Teacher evaluation: A comprehensive
guide to new directions and practices
Kenneth D. Peterson (2000)
Second Edition
Thousand Oaks, CA: Corwin Press.
Paper, 428 pp., $39.95
ISBN 0-8039-6883-3
Teacher evaluation is a necessary
step in ensuring good schooling. However, poor evaluation is
commonly accepted. And in too many cases--according to teachers,
administrators, and researchers--teacher evaluation is disparaged
or even ignored altogether.
This book contends that current evaluation
is something done to teachers, rather than the cooperative
effort of professionals--which is why practice rarely improves
as a result of evaluation. This book challenges existing methods
of evaluation and offers fresh ideas and techniques that can
turn any school's evaluation practice into a highly productive
process for all involved.
This comprehensive workbook explores
stages of teacher choice and teacher responsibility for evaluation.
It shows you how to help your teachers become more involved and
in control of their own evaluation. You'll explore different
data sources and new social power relations, and discover new
ways of thinking about teacher evaluation.
These techniques will help you provide
a source of acknowledgment and reward for teachers; reassure
outside audiences, such a parents and the community; highlight
exemplary practice for emulation; and point to good practice
to guide teacher education. Here are substantive, field-tested
suggestions and practices that you can put to use immediately
to make your teacher evaluation systems more effective.

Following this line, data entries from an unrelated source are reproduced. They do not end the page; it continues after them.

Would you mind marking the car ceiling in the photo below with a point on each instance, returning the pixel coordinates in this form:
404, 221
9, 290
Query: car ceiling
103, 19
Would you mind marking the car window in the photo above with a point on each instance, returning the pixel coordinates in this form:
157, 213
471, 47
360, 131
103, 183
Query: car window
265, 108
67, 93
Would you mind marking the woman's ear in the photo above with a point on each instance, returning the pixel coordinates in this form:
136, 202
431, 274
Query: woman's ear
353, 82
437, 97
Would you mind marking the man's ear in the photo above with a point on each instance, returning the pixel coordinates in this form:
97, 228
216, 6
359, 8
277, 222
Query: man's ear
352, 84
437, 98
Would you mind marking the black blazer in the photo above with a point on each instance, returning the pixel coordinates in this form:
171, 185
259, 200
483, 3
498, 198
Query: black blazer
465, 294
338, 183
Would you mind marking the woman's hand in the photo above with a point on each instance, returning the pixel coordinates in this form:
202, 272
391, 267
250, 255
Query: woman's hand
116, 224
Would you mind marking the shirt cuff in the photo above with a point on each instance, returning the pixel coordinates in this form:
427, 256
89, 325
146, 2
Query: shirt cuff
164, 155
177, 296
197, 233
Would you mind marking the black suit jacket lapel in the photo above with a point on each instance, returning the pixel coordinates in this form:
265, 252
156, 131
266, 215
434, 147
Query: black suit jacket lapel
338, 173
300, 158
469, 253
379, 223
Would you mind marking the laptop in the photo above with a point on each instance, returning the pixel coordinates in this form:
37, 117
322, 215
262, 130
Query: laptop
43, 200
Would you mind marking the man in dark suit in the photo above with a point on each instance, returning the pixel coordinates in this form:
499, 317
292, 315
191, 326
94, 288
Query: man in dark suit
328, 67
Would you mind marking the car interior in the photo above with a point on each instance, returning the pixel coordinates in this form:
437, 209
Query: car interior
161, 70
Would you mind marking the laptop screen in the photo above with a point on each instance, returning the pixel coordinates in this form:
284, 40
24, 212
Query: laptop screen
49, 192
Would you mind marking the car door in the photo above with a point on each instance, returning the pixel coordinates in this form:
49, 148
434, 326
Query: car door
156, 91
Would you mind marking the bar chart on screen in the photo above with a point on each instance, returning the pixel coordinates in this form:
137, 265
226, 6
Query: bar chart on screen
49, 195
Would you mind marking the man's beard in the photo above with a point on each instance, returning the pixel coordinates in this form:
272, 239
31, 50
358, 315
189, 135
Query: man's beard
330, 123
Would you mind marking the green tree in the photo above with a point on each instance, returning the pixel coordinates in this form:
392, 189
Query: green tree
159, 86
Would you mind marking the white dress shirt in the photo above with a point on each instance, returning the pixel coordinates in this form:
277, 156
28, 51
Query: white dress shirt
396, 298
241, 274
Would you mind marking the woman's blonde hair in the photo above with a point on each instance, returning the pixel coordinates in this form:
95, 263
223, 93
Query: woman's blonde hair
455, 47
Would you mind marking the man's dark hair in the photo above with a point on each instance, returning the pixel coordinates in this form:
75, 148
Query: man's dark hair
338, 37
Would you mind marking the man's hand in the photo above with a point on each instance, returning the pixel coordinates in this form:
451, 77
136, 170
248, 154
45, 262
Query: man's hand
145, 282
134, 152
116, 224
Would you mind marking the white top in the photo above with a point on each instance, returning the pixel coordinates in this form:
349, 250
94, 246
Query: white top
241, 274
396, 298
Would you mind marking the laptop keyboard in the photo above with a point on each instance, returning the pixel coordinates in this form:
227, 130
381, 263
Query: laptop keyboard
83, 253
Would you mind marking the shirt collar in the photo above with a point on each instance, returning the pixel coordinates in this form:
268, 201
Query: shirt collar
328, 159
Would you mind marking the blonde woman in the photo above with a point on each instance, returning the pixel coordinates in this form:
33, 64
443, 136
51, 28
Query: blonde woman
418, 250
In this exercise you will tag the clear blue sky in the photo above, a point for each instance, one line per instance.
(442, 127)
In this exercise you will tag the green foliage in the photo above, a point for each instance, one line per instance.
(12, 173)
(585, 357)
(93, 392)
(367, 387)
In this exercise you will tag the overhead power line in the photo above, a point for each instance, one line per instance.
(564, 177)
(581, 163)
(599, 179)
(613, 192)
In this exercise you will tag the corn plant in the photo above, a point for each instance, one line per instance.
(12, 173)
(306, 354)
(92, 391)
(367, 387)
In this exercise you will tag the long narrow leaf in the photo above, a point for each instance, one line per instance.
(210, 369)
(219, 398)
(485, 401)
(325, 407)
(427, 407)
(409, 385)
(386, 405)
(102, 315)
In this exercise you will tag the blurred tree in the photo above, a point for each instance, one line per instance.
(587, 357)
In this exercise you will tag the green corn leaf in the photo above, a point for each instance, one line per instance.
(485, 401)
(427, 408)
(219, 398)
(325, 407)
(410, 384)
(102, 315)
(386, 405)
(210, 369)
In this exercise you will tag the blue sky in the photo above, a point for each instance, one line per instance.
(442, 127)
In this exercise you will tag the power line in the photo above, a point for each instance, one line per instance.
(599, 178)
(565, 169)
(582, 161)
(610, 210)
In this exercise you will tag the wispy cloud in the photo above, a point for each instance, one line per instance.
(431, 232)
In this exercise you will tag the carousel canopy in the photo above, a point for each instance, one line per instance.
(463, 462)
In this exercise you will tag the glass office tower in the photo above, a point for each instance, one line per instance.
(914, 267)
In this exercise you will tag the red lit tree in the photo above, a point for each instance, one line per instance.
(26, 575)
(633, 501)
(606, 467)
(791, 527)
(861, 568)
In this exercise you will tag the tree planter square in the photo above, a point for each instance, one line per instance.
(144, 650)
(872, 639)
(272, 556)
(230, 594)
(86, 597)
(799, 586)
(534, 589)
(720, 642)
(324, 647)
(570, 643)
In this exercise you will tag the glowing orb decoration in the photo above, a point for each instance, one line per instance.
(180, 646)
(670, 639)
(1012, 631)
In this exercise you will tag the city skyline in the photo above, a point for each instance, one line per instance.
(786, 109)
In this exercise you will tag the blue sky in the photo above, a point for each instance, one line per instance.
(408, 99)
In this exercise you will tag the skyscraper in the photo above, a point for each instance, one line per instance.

The second edition adds new chapters
on the role of the principal in changed teacher evaluation, how
districts can transition from current practice to improved practice,
use of national standards in education, developments in using
pupil achievement data, inclusive evaluation for minority teachers,
and a new emphasis on sociological insights for improved teacher
evaluation. The internet as a resource for local development
is encouraged with 67 websites as a starting point. New resources,
forms, literature, advice about dealing with deficient teachers,
and district-level principles have been added.